You will face many emotions.  You are not alone, Eventually you will heal. For me, it was do not live in others expectations for what I needed. Everyone grieves different and that’s ok. There is no handbook for grieving correctly. Honor your loved one how you see fit. Soon, the good days will outweigh the painfully acute days, and you will see evidence of the healing process.



7 thoughts on “”

  1. My big sister experienced the same thing when she lost her husband who was her best friend. I don’t think she started celebrating holidays until 2 years later. As a sister I had to trust God and let her grieve the way she needed to. Also, she had five boys so I can’t imagine how you grieve when you still have kids around. She is definitely in a better place and at peace. She continues to honor Germaine by still operating their Sickle Cell non-profit which is the reason he passed. Continue to grieve and honor Eliyah as you see fit. God is always with you.


    1. The balance of celebrating holidays especially when you have other family members that want to, and you’re like uhhhhh no thanks. The first year was a fog to us and I did my best to honor what other family wanted. The 2nd year we went to to back on his birthday and lighted float away lanterns in his memory and it was beautiful. Kevin and the girls put up a wreath and some decor for Christmas. Every holiday is different and that’s ok. It’s ok to not be ok. We started a scholarship in Eliyah’s name 5 years ago. There are so many ways to honor our loved ones that also provide healing at the same time!!
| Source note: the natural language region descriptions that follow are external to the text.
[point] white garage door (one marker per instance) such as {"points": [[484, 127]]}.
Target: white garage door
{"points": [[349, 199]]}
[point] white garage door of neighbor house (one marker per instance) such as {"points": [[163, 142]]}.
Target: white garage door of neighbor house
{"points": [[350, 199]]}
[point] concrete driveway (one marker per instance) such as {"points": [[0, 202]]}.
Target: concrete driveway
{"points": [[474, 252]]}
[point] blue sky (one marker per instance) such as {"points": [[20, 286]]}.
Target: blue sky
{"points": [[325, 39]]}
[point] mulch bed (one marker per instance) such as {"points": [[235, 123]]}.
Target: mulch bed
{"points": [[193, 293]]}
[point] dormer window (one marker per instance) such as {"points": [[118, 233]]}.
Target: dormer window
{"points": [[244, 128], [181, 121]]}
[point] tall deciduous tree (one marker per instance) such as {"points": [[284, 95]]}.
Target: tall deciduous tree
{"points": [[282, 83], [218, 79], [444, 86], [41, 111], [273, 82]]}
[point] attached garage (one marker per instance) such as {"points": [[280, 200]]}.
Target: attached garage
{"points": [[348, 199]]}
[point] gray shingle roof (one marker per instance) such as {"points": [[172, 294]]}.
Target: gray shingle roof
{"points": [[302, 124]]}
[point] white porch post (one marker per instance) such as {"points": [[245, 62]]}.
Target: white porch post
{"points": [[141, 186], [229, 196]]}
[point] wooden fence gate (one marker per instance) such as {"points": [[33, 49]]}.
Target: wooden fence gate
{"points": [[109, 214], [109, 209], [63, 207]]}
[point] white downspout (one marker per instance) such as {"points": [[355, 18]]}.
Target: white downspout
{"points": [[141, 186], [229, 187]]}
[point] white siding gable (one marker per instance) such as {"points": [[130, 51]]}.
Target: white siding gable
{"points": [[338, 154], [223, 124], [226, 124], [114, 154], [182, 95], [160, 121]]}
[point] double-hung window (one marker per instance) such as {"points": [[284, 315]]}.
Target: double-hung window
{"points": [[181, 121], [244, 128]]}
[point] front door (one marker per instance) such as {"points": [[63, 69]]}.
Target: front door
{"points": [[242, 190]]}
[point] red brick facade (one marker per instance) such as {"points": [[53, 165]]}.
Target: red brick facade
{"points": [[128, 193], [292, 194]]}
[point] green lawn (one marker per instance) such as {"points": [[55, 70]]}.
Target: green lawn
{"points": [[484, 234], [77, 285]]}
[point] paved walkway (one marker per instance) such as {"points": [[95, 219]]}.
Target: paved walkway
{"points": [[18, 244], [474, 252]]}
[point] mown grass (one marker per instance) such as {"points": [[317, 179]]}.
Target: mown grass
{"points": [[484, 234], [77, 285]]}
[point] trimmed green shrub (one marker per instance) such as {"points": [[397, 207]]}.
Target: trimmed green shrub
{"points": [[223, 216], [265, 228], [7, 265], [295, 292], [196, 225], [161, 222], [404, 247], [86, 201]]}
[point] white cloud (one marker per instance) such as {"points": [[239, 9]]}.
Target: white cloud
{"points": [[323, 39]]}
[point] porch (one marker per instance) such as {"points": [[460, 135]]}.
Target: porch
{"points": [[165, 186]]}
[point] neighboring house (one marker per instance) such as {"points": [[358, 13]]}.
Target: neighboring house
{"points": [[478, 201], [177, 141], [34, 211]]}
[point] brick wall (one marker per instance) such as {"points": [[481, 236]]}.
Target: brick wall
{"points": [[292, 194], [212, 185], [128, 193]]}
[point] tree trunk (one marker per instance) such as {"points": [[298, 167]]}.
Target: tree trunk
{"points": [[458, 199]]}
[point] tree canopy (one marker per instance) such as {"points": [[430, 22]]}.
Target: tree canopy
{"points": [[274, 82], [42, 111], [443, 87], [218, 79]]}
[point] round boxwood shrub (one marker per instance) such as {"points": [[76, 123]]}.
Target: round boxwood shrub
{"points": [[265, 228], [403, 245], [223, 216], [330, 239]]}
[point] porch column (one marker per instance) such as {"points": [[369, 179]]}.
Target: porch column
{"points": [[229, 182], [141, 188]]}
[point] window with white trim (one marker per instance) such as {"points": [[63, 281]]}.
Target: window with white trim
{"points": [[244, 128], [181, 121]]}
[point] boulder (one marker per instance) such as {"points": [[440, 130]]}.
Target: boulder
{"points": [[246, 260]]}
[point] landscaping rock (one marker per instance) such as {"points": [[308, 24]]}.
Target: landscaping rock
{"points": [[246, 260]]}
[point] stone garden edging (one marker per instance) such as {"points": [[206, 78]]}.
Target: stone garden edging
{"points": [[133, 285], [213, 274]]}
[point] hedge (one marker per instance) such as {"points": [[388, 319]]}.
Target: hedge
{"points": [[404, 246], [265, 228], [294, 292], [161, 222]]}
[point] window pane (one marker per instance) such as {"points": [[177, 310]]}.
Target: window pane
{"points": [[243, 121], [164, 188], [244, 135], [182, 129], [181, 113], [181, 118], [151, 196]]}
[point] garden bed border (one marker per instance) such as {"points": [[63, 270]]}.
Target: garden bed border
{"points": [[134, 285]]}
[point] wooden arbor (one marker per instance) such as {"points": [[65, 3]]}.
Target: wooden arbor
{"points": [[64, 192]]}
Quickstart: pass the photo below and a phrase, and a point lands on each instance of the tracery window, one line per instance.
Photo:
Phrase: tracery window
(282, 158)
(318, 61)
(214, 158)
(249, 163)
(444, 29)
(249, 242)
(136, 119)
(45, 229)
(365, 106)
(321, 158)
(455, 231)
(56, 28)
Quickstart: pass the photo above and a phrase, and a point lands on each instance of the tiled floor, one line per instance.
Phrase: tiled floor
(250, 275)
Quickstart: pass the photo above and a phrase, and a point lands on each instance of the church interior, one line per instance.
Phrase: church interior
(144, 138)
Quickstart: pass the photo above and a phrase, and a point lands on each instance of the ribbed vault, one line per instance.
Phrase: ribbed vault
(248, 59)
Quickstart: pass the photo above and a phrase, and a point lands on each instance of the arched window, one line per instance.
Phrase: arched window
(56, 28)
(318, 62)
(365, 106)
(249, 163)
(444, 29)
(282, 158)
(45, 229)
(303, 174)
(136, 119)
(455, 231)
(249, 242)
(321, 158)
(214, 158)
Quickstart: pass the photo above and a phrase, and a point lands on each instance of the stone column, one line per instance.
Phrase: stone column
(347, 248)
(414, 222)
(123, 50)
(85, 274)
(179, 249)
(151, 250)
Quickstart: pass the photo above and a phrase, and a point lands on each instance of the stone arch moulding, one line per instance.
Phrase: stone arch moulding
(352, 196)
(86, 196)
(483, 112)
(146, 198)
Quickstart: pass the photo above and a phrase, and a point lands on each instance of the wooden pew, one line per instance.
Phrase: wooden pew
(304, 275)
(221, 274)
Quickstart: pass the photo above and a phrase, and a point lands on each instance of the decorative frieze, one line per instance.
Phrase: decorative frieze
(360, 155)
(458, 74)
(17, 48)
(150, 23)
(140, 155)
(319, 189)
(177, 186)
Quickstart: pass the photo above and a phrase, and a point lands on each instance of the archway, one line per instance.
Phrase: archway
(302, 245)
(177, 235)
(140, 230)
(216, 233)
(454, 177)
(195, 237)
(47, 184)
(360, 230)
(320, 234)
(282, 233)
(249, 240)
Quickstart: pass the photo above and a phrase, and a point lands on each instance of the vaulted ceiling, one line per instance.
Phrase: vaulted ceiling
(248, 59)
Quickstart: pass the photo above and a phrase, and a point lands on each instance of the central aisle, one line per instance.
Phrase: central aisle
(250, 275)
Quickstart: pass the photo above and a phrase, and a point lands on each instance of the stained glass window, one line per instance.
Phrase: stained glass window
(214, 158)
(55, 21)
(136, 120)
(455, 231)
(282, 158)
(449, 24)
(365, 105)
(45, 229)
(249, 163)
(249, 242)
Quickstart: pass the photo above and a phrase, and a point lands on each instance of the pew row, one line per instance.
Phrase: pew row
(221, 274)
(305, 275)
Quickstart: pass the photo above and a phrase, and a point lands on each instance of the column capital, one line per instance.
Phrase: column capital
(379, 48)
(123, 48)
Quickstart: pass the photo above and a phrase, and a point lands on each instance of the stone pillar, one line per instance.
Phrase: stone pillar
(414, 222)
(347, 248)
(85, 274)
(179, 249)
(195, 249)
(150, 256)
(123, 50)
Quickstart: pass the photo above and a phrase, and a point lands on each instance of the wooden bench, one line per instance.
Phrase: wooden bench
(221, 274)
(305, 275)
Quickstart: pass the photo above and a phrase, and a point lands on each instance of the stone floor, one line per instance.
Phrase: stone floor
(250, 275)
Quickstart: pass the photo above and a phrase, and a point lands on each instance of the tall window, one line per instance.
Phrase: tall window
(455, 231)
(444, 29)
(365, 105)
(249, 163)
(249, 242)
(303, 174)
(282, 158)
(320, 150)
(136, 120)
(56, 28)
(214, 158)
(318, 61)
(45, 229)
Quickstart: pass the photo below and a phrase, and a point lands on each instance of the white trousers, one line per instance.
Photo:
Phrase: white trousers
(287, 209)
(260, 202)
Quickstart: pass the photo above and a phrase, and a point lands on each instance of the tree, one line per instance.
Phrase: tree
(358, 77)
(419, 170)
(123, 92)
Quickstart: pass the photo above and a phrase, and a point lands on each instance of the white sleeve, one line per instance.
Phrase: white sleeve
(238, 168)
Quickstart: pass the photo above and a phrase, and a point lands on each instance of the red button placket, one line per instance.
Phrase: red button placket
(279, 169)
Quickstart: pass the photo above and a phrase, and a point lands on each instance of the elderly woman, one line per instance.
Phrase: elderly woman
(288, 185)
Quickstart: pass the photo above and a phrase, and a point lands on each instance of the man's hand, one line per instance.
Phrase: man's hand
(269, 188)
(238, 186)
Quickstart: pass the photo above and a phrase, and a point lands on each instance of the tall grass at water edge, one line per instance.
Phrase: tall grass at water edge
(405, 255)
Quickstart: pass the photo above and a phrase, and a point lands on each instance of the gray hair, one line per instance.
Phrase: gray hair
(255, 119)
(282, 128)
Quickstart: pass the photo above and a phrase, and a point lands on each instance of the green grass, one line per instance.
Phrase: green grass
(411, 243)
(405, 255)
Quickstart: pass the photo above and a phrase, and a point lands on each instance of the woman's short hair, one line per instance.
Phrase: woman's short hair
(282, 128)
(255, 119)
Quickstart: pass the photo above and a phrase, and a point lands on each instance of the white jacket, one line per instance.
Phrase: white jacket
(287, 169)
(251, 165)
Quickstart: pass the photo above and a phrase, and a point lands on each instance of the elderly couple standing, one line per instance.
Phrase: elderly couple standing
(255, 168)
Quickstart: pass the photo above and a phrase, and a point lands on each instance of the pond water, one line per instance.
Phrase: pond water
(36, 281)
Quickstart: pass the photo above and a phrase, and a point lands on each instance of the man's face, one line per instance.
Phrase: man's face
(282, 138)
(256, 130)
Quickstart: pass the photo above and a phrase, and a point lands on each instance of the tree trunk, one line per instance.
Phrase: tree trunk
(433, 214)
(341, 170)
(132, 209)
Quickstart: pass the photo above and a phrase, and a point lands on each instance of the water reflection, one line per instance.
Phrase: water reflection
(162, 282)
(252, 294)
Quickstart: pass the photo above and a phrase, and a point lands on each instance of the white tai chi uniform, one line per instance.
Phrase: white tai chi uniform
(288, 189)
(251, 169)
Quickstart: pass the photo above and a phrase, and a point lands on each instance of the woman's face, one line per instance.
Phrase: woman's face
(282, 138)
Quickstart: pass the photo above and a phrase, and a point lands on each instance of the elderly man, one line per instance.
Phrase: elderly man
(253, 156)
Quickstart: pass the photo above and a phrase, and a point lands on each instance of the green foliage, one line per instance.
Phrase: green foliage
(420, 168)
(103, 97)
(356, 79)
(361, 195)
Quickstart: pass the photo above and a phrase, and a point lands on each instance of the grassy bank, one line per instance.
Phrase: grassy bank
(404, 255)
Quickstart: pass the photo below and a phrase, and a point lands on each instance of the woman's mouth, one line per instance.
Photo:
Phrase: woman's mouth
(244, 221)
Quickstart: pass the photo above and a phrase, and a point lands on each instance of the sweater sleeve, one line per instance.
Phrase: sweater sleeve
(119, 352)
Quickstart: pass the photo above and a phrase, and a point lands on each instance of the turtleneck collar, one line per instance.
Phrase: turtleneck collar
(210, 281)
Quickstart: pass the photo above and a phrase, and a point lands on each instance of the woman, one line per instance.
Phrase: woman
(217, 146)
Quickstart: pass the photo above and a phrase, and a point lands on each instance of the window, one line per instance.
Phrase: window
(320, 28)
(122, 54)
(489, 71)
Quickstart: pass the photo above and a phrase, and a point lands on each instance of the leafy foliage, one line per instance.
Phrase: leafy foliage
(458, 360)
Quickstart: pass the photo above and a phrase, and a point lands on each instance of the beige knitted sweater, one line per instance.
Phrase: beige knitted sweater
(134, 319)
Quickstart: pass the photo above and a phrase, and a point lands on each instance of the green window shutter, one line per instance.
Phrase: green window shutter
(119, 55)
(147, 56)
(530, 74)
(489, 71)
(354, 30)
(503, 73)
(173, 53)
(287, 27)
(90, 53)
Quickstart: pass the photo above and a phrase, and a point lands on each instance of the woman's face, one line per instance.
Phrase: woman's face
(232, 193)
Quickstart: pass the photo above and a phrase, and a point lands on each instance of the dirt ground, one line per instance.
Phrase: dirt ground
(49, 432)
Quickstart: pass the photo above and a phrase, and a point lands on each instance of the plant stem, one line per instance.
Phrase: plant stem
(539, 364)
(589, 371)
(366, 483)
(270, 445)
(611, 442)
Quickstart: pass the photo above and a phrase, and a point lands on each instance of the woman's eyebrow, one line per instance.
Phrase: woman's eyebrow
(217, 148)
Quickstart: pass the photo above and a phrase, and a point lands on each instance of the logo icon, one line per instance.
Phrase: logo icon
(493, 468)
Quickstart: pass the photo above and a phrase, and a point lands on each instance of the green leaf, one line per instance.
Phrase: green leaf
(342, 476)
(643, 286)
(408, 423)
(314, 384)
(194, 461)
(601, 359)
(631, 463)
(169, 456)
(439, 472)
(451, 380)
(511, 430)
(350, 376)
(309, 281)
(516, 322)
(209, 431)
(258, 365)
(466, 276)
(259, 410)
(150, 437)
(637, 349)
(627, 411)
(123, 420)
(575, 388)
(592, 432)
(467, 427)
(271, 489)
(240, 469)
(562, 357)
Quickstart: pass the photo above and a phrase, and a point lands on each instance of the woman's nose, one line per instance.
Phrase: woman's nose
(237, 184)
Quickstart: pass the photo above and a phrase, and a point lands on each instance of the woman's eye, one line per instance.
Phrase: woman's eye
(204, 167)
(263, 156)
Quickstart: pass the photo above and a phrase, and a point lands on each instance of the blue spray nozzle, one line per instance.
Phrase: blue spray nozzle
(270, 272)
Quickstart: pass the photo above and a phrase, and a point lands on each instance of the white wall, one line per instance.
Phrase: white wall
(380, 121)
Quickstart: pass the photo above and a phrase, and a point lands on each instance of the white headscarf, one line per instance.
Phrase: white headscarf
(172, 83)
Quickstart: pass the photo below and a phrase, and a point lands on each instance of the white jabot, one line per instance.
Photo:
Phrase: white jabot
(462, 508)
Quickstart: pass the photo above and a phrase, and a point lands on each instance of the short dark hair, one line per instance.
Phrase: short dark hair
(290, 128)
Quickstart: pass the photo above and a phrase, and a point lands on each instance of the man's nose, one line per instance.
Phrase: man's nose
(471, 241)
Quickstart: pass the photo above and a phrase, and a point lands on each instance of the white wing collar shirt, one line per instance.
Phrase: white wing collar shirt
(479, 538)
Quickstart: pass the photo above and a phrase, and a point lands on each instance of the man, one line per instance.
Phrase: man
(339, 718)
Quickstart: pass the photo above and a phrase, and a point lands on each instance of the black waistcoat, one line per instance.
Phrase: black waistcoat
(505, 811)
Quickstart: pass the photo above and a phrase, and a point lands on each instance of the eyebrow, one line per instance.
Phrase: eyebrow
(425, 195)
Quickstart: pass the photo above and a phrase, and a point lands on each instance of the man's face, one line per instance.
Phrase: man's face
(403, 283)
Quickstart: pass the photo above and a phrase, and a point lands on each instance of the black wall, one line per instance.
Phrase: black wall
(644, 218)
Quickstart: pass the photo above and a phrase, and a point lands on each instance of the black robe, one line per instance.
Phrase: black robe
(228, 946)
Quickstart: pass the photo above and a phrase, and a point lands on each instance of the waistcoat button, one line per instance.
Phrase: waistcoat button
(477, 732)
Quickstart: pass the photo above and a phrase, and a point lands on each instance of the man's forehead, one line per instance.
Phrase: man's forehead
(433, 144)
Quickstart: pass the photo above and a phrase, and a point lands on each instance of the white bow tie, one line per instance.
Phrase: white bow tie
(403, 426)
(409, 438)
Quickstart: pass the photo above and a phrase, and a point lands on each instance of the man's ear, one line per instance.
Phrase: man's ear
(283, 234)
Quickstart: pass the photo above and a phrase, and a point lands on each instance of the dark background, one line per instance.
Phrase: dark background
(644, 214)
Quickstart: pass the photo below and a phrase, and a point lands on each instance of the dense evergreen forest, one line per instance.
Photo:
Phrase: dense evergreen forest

  2. Elizabeth thanks for sharing your story. There is no formula for how a person should grieve. It is comforting to read how YOU chose to grieve in the way God led you to do so. In August 2017, my family unexpectedly lost our aunt to a rare and aggressive type of cancer and our grandmother to Dementia in January 2018. There were so many holidays in between that me or my family had the energy or interest to “celebrate”. We certainly were thankful to God to be alive and well during those days. However, two pieces of our hearts were gone. How do you reconcile that kind of pain with fireworks, turkey, and presents? My family and I did the best we could with the emotions we had, which was to cry, stare at the wall, laugh, scream, and cry some more. It wasn’t pretty and we are still dealing with the different phases of grief. But we know God has us in the palm of His hands.

    Liked by 1 person

    1. No there’s no formula. I’m sorry for the loss of your aunt and grandmother. Sometimes having the turkey, presents etc. and making life seem “normal” again helps people to “move” on. I have politely declined offers to events because the emotion was to much or I knew that those wanted me to hurry up and get over it. You take each moment by moment and heal as God desires and it’s only in his timing.


  3. For me, it was a lift of a burden to comes to grips with the fact that my journey of grief didn’t have to have a pattern nor meet others expectations. Thank you, Elizabeth, for laying this out so eloquently and with a warm heart. My prayer is that the heart or spirit or mind that needs it will find it. Love you!


  4. For me, it’s knowing that I can take my time and grieve without pressure to get a finish line. There isn’t one. Thank you Elizabeth for words given to you by God as only you can express them! Love you!